Like AlphaFold 2, the new version has a built-in “sanity check” that indicates how confident it is in a generated model so scientists can proofread its outputs. This has been a core component of all their work, said the DeepMind team. They trained the AI using the Protein Data Bank, an open-source compilation of 3D protein structures that’s constantly updated, including new experimentally validated structures of proteins binding to DNA and other biomolecules

Pitted against existing software, AlphaFold 3 broke records. One test for molecular interactions between proteins and small molecules—ones that could become medications—succeeded 76 percent of the time. Previous attempts were successful in roughly 42 percent of cases.

When it comes to deciphering protein functions, AlphaFold 3 “seeks to solve the exact same problem [as RoseTTAFold All-Atom]…but is clearly more accurate,” Baker told Singularity Hub.

But the tool’s accuracy depends on which interaction is being modeled. The algorithm isn’t yet great at protein-RNA interactions, for example, Columbia University’s Mohammed AlQuraishi told MIT Technology Review. Overall, accuracy ranged from 40 to more than 80 percent.

AI to Real Life

Unlike previous iterations, DeepMind isn’t open-sourcing AlphaFold 3’s code. Instead, they’re releasing the tool as a free online platform, called AlphaFold Server, that allows scientists to test their ideas for protein interactions with just a few clicks.

AlphaFold 2 required technical expertise to install and run the software. The server, in contrast, can help people unfamiliar with code to use the tool. It’s for non-commercial use only and can’t be reused to train other machine learning models for protein prediction. But it is freely available for scientists to try. The team envisions the software helping develop new antibodies and other treatments at a faster rate. Isomorphic Labs, a spin-off of DeepMind, is already using AlphaFold 3 to develop medications for a variety of diseases.

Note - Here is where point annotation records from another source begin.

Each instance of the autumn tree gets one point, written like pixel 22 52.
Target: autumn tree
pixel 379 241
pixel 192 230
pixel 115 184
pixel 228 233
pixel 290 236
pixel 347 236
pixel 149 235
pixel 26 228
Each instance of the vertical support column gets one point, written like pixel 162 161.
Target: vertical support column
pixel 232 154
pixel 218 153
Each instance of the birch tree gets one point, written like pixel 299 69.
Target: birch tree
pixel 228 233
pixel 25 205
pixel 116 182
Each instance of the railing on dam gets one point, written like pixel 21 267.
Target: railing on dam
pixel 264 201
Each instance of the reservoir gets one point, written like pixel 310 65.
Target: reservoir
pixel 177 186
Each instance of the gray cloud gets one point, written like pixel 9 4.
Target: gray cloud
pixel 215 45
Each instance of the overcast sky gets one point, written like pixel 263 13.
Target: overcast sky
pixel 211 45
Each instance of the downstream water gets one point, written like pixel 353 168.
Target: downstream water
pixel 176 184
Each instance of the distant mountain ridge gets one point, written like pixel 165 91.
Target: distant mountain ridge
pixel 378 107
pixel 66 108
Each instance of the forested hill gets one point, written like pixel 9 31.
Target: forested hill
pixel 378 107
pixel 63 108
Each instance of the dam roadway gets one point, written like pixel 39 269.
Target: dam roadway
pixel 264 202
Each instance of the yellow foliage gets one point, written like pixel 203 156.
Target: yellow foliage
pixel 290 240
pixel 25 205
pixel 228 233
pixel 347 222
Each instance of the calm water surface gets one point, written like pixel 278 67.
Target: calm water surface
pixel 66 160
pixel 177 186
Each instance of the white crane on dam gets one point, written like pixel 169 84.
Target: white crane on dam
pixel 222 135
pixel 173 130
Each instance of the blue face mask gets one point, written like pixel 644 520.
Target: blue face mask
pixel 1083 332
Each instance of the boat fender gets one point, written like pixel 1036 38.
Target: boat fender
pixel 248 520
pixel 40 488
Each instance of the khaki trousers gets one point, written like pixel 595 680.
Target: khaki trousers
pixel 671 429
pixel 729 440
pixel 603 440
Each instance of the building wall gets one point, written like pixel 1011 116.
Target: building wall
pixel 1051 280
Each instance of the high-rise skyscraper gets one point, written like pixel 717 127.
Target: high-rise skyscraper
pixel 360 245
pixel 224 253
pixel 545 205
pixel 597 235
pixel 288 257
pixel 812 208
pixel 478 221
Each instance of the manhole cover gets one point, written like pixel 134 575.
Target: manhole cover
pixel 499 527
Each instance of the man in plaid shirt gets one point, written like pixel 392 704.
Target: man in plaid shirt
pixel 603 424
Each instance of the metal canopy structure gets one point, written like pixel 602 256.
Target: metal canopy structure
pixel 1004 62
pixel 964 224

For Bergeron, the upgrade is “transformative.” Instead of spending years in the lab, it’s now possible to mimic protein interactions in silico—a computer simulation—before beginning the labor- and time-intensive work of investigating promising solutions using cells.

“I’m pretty certain that every structural biology and protein biochemistry research group in the world will immediately adopt this system,” he said.